De interactie tussen HCN kanalen en hun ondersteunende subunit is geïdentificeerd als een therapeutisch doel in depressieve stoornis. Hier wordt een fluorescentie-polarisatie- methode voor het identificeren van kleinmoleculige remmers van dit eiwit-eiwit interactie, gepresenteerd.

Abstract

-Hyperpolarization cyclisch-nucleotide-gated (HCN) kanalen zijn een rode draad door de hersenen, waar ze functioneren om de prikkelbaarheid van neuronen reguleren uitgedrukt. De subcellulaire verdeling van deze kanalen in piramidale neuronen in de hippocampus CA1 gebied wordt geregeld door tetratricopeptide-repeat bevattende Rab8b interactie eiwit (TRIP8b), een extra subunit. Genetische knockout HCN porievormende subeenheden of TRIP8b, beide leiden tot een toename antidepressivum-achtige gedrag, wat suggereert dat het beperken van de werking van HCN kanalen bruikbaar voor de behandeling van depressieve stoornis (MDD) kan zijn. Ondanks aanzienlijk therapeutisch belang zijn HCN kanalen ook tot uiting in het hart, waar ze reguleren ritmiek. Af-target problemen geassocieerd met cardiale blokkeren HCN kanalen omzeilen, heeft ons lab onlangs voorgesteld gericht op de eiwit-eiwit interacties tussen HCN en TRIP8b teneinde specifiek verstoren HCN kanaal functie in de hersenen.TRIP8b bindt aan HCN porievormende subeenheden op twee verschillende interactie sites, maar hier ligt de nadruk op de interactie tussen de tetratricopeptide repeat (TPR) domeinen van TRIP8b en de C-terminale staart van HCN1. In dit protocol, een geëxpandeerde beschrijving van een werkwijze voor het zuiveren TRIP8b en uitvoeren van een hoge doorvoer screen aan kleinmoleculige remmers van de interactie tussen HCN en TRIP8b identificeren beschreven. Werkwijze voor high throughput screening gebruikt een fluorescentie polarisatie (FP) gebaseerde assay te controleren de binding van een groot fragment TRIP8b een fluorofoor-gelabeld elf aminozuur peptide dat overeenkomt met de HCN1 C terminale staart. Deze methode maakt treffer verbindingen te identificeren gebaseerd op de verandering in de polarisatie van het uitgezonden licht. Validatie testen worden dan uitgevoerd om ervoor te zorgen dat de 'hit' verbindingen zijn niet kunstmatig.

Introduction

-Hyperpolarization cyclisch-nucleotide-gated (HCN) kanalen worden uitgedrukt in het hart en het centrale zenuwstelsel waar ze een belangrijke rol in het reguleren membraan prikkelbaarheid 1 spelen. HCN kanalen zijn geïmpliceerd bij de pathogenese van depressieve stoornis (MDD) 2, die verschillende groepen heeft geleid tot voorstellen beperken HCN kanaalfunctie farmacologisch effectief als een nieuwe behandeling voor MDD 3 kan zijn. Echter direct gericht HCN kanalen niet levensvatbaar vanwege hun belangrijke rol in de cardiale actiepotentiaal 4. Ivabradine, de enige FDA goedgekeurde HCN kanaal antagonist wordt gebruikt voor de behandeling van hartfalen een Bradycardie 5 produceren. Als zodanig is er een behoefte aan farmacologische middelen die HCN kanaalfunctie uitsluitend in het centrale zenuwstelsel te beperken.

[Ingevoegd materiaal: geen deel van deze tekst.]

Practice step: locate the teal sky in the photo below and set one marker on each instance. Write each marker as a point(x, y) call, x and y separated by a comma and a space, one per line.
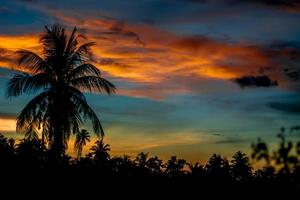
point(174, 64)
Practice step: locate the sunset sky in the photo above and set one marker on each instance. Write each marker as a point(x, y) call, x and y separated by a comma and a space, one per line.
point(174, 63)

Tetratricopeptide herhaal-bevattende Rab8b interactie eiwit (TRIP8b) is een brein specific extra subunit van HCN kanalen die de oppervlakte-expressie en lokalisatie van HCN kanalen 6,7 regelt. Genetische knock-out van TRIP8b zorgt voor een vermindering van de hersenen HCN kanalen 7 zonder dat HCN expressie in het hart 8. Interessant TRIP8b knockout muizen besteden minder tijd onbeweeglijk over de gedwongen zwemmen taak en staart schorsing taak 7, twee veelgebruikte screening tests voor de antidepressieve werking 9-11. Deze resultaten suggereren dat in plaats van direct targeting HCN kanalen met een klein molecuul antagonist van HCN kanalen functie verstoren van de interactie tussen TRIP8b en HCN kan voldoende zijn om antidepressivum-achtige gedrag produceren.

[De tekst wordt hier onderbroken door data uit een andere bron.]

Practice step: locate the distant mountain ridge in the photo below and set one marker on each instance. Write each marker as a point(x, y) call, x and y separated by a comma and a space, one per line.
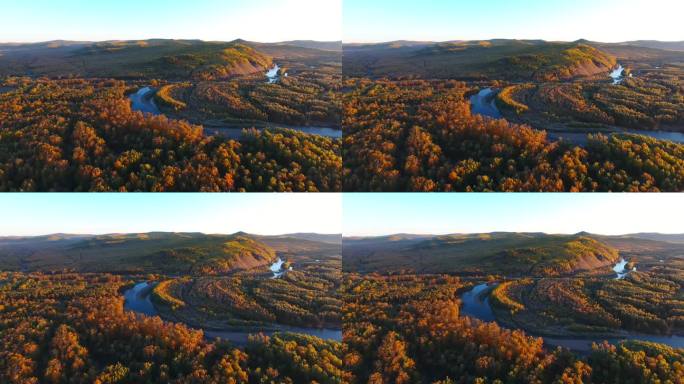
point(152, 252)
point(152, 58)
point(508, 253)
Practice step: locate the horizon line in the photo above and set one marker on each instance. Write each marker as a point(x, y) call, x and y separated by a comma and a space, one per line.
point(167, 232)
point(164, 38)
point(501, 38)
point(519, 232)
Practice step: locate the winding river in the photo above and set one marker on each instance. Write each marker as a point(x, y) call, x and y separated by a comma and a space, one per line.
point(272, 75)
point(137, 299)
point(143, 101)
point(484, 103)
point(475, 303)
point(617, 74)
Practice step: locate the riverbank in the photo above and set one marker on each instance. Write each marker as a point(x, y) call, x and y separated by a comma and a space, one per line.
point(138, 299)
point(484, 103)
point(143, 101)
point(475, 303)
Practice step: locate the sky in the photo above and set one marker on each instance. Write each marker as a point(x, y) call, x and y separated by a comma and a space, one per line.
point(558, 20)
point(27, 214)
point(216, 20)
point(380, 214)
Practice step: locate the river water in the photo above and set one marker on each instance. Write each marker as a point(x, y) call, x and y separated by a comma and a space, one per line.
point(617, 74)
point(483, 103)
point(137, 299)
point(621, 269)
point(477, 306)
point(272, 75)
point(143, 101)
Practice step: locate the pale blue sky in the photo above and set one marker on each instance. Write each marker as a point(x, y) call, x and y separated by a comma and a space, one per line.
point(442, 20)
point(426, 213)
point(224, 20)
point(91, 213)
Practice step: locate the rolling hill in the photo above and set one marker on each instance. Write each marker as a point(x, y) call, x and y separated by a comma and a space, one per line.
point(157, 252)
point(510, 254)
point(161, 58)
point(518, 60)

TRIP8b bindt aan HCN in twee verschillende bindingsplaatsen. De cyclische nucleotide bindend domein (CNBD) HCN samenwerkt met een geconserveerd domein van TRIP8b gelegen N terminal naar de TPR-domeinen van TRIP8b 12,13. Hoewel de resten van de CNBD die betrokken zijn bij dezeinteractie zijn in kaart gebracht 14 is TRIP8b regio die betrokken is niet ingeperkt voorbij een-80-aminozuurfragment 13. Een tweede interactie plaatsvindt tussen de tetratricopeptide repeat (TPR) domeinen van TRIP8b en de C-terminale tripeptide van HCN ( 'SNL' in HCN1, HCN2 en HCN4, maar 'ANM in HCN3) 3,12. Het onlangs opgelost kristalstructuur 15 van deze C staart interactie onthulde aanzienlijke structurele gelijkenis met de interactie tussen de peroxisomale import receptor, peroxin 5 (Pex5), en de interactie partners, met type 1 peroxisomale targeting sequenties (PTS1) 16.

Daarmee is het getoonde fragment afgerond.